The grant awards come from The Utah Fund, the foundation’s discretionary grants program and includes $5,000 in matching funds from GE Financial Services.



Grant applications from nearly 100 organizations were reviewed by a panel of local community and business leaders. Awards were give to programs demonstrating a strong commitment to looking at their work and revenue streams in a new way, exploring how new models of capitalization can help the agency become more self sustaining.



Southern-Utah based New Frontiers for Families will use its $1,000 grant to pay for a consultant’s work on a business plan, along with marketing and fundraising strategies that will help the organization better serve its clients.



With office in Tropic, New Frontiers works independently or in partnership with other agencies to help families in rural Utah access services for children living with disabilities, mental health challenges and other developmental issues. year New Frontiers provided more than 270 individual families with weekly services, ran an after school program for about 1,600 children and partnered with Utah State University on a program to help farmers and ranchers remain productive in agriculture when facing limitations like aging, injury, illness or other disabilities.

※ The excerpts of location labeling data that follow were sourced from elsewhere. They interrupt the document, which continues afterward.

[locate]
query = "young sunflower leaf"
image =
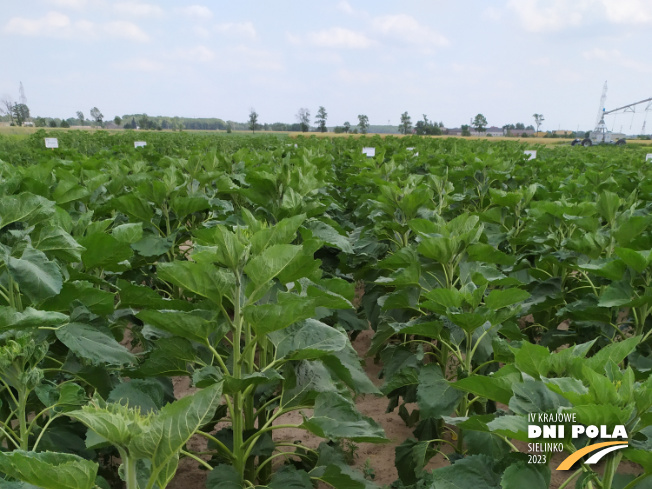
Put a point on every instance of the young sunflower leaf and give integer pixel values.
(49, 470)
(169, 431)
(209, 282)
(336, 417)
(37, 277)
(94, 345)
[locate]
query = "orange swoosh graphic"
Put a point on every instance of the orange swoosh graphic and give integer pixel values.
(571, 459)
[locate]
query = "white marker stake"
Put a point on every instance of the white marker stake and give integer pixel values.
(52, 143)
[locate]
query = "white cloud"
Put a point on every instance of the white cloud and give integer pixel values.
(125, 30)
(202, 32)
(58, 25)
(136, 9)
(237, 29)
(492, 13)
(197, 12)
(139, 64)
(71, 4)
(407, 29)
(617, 58)
(340, 38)
(344, 6)
(256, 59)
(551, 16)
(554, 15)
(601, 54)
(197, 54)
(53, 24)
(628, 11)
(356, 77)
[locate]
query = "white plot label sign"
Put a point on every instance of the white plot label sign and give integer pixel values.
(52, 143)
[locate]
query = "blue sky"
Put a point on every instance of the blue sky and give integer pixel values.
(450, 60)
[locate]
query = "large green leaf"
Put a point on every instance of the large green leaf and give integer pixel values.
(336, 417)
(191, 325)
(113, 423)
(345, 365)
(209, 282)
(166, 435)
(282, 233)
(54, 241)
(152, 245)
(29, 318)
(308, 339)
(435, 395)
(37, 277)
(128, 233)
(494, 388)
(49, 470)
(410, 458)
(93, 344)
(616, 294)
(475, 471)
(532, 396)
(521, 474)
(224, 477)
(104, 251)
(503, 298)
(272, 261)
(97, 301)
(141, 297)
(615, 352)
(134, 206)
(329, 235)
(24, 207)
(288, 309)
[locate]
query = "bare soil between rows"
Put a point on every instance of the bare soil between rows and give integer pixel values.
(380, 456)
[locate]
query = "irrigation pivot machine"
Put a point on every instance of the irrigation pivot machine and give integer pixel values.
(602, 135)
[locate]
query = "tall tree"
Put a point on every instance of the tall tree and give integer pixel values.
(7, 108)
(479, 123)
(97, 115)
(320, 120)
(363, 123)
(253, 120)
(406, 123)
(303, 116)
(21, 113)
(538, 120)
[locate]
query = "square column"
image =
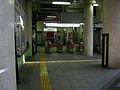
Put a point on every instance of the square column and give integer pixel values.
(111, 11)
(7, 46)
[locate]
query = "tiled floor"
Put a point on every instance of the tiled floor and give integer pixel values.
(67, 71)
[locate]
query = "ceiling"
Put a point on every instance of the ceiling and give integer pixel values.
(46, 5)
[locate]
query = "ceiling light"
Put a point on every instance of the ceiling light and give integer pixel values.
(95, 4)
(62, 25)
(61, 3)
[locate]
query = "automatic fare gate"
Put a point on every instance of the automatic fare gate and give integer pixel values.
(105, 48)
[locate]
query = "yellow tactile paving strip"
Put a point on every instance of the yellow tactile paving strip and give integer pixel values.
(44, 77)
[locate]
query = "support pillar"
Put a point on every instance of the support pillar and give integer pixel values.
(29, 20)
(88, 32)
(111, 11)
(7, 46)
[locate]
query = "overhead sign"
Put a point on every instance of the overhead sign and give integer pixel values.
(50, 29)
(49, 16)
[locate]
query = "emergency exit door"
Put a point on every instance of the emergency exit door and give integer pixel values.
(105, 47)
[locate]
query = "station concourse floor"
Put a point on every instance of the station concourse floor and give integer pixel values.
(65, 71)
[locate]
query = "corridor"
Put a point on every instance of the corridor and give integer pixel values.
(67, 71)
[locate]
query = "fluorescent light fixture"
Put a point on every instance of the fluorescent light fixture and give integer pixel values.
(61, 3)
(95, 4)
(62, 25)
(51, 16)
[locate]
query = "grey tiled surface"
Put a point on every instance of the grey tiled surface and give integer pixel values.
(68, 71)
(87, 75)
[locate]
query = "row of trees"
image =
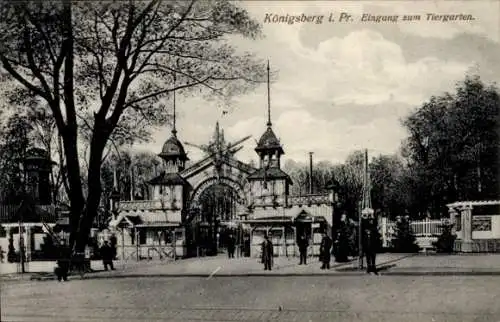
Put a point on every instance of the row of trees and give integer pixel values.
(451, 153)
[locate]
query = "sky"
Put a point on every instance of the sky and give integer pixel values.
(341, 87)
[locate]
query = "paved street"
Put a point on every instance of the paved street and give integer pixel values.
(307, 298)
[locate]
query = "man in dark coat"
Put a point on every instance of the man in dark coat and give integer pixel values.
(113, 242)
(267, 253)
(107, 256)
(231, 245)
(325, 251)
(370, 244)
(63, 261)
(303, 243)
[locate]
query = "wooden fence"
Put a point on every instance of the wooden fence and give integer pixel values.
(425, 231)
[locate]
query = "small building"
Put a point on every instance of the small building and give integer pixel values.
(27, 222)
(477, 225)
(194, 209)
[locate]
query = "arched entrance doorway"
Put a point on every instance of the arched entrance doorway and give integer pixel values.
(219, 204)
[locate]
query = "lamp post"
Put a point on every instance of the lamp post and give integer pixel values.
(334, 188)
(364, 214)
(115, 199)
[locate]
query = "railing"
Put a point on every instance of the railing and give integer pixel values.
(425, 231)
(309, 199)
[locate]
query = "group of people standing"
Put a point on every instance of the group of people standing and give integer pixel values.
(66, 259)
(369, 242)
(303, 244)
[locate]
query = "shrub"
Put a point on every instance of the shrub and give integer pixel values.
(446, 241)
(404, 240)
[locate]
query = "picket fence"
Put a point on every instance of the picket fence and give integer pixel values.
(425, 231)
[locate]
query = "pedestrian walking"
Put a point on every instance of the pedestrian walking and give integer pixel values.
(231, 245)
(107, 254)
(63, 261)
(267, 253)
(325, 251)
(303, 243)
(370, 243)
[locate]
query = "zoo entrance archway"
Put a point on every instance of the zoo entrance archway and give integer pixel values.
(217, 204)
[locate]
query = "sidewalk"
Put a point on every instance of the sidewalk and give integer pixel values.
(221, 266)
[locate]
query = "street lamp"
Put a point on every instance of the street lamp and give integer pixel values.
(334, 188)
(115, 199)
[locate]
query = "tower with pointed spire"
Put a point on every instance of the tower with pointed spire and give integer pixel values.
(173, 153)
(269, 179)
(269, 147)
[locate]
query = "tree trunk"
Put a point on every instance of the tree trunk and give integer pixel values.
(99, 139)
(74, 179)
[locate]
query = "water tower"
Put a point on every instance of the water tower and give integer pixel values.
(38, 167)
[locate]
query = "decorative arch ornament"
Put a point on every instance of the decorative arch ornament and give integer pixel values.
(239, 187)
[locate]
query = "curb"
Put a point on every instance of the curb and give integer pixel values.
(226, 275)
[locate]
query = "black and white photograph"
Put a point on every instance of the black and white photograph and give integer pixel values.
(218, 160)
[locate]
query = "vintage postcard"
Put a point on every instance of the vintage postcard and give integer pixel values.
(249, 160)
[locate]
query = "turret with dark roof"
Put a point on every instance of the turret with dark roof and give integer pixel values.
(269, 150)
(173, 152)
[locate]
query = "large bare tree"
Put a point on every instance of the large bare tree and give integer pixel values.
(111, 66)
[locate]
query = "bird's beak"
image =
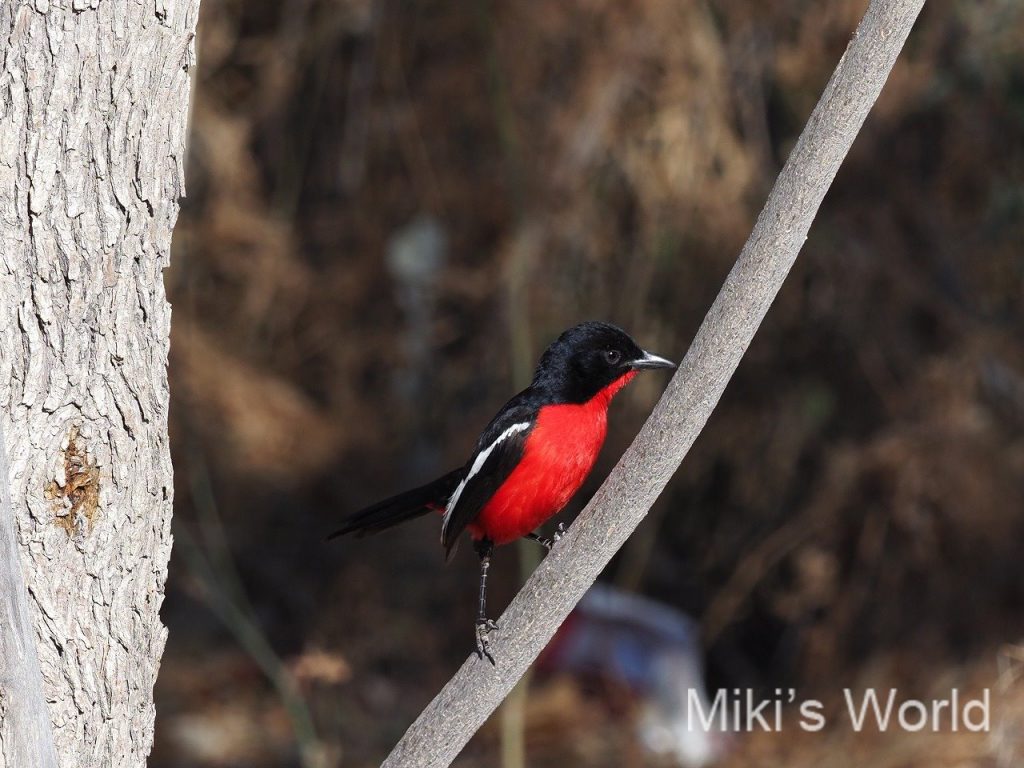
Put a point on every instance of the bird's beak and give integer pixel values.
(651, 360)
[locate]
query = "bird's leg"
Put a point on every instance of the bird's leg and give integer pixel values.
(483, 625)
(544, 541)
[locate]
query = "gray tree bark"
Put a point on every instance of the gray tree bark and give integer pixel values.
(93, 113)
(558, 584)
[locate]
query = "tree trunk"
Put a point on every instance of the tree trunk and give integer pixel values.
(93, 114)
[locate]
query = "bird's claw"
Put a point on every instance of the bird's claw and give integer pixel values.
(483, 628)
(559, 532)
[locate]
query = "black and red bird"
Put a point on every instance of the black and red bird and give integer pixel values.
(532, 456)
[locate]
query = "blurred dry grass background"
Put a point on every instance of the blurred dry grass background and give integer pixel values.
(854, 512)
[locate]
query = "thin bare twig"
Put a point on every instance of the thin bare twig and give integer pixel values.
(448, 722)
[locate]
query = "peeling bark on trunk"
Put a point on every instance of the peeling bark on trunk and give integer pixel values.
(93, 113)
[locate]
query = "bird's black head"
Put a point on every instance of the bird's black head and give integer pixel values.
(587, 358)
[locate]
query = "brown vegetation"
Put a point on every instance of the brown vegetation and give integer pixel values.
(855, 509)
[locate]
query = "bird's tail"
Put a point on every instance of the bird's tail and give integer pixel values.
(433, 496)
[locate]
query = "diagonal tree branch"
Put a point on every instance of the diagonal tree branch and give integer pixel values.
(448, 722)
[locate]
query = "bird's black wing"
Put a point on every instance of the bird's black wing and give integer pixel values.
(498, 453)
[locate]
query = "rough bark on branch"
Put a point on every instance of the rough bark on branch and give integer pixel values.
(446, 724)
(93, 117)
(26, 736)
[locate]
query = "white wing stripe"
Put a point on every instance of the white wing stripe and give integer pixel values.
(478, 463)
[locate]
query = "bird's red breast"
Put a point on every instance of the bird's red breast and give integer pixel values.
(557, 457)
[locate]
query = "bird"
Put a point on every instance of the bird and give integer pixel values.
(530, 460)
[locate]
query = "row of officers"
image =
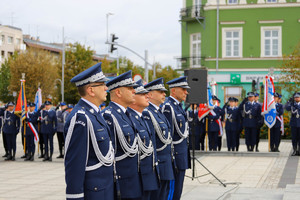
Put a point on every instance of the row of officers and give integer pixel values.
(40, 126)
(235, 118)
(137, 147)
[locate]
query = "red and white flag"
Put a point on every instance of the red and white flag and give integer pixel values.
(218, 122)
(35, 133)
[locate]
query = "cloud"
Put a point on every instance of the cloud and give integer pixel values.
(139, 24)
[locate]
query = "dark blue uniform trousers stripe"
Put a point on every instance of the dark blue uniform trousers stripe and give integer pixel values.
(48, 139)
(162, 192)
(178, 186)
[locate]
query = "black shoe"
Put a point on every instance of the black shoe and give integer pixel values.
(46, 158)
(9, 157)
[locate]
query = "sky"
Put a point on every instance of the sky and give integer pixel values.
(141, 25)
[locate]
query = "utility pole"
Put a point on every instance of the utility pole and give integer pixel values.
(146, 66)
(63, 69)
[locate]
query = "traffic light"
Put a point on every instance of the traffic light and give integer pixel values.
(253, 85)
(113, 38)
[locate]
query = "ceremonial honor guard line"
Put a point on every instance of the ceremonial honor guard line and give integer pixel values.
(138, 147)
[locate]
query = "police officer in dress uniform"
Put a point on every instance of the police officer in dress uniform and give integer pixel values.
(176, 116)
(276, 129)
(251, 114)
(124, 135)
(31, 117)
(213, 126)
(293, 105)
(67, 113)
(60, 128)
(147, 153)
(1, 125)
(260, 121)
(239, 125)
(231, 124)
(192, 116)
(89, 153)
(11, 126)
(48, 128)
(162, 138)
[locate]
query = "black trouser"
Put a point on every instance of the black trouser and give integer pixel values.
(48, 140)
(11, 142)
(257, 137)
(213, 140)
(274, 137)
(61, 141)
(42, 144)
(4, 142)
(30, 146)
(295, 137)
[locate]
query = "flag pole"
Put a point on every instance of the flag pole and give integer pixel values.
(206, 133)
(269, 135)
(24, 123)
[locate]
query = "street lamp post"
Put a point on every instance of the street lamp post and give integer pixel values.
(63, 68)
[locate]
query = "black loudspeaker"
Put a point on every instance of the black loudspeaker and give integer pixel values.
(197, 80)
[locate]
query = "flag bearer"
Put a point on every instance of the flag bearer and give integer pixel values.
(231, 125)
(277, 128)
(11, 126)
(31, 117)
(48, 128)
(176, 116)
(293, 105)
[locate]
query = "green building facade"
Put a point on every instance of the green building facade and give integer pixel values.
(253, 36)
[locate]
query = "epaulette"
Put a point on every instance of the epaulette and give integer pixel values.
(80, 112)
(107, 111)
(146, 117)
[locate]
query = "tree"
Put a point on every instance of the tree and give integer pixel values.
(40, 68)
(77, 59)
(291, 71)
(5, 93)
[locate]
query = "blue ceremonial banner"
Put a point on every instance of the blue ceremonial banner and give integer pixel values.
(38, 99)
(209, 97)
(269, 108)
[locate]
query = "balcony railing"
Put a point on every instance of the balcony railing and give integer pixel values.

“We don’t have much of a budget at all ... so $1,000 was amazing,” said Johnson, who helped found New Frontiers about 15 years ago. “We haven’t spent any time on the infrastructure at all, we’ve just been doing the work. But we can’t do the work unless we go back and build that infrastructure.”



Other grant recipients include:

  • Canyon Creek Women's Crisis Center, Cedar City Bad Dog Arts, Salt Lake City
  • Boys & Girls Club South Valley, Murray
  • Cancer Wellness House, Salt Lake City
  • Grand Co School District - After-school Program, Moab
  • Hawkwatch International, Salt Lake City
  • International Rescue Committee Inc., Salt Lake City
  • Local First Utah and Utah Microenterprise Loan Fund, Salt Lake City Neighborhood Nonprofit Housing Corp, Logan
  • New Frontiers for Families and Allies with Families, Panguitch Odyssey House of Utah, Salt Lake City
  • Ogden Nature Center, Ogden
  • Rescue Mission of Salt Lake, Salt Lake City
  • The Road Home, Salt Lake City
  • Salt Lake Community Action Program – Head Start, Salt Lake City Utahns Against Hunger, Salt Lake City
  • Valley Services, Inc., Salt Lake City
  • Volunteers of America, Salt Lake City

 

Funds were also awarded to to the Utah Nonprofits Association to support applicants needing grant writing training and other technical assistance.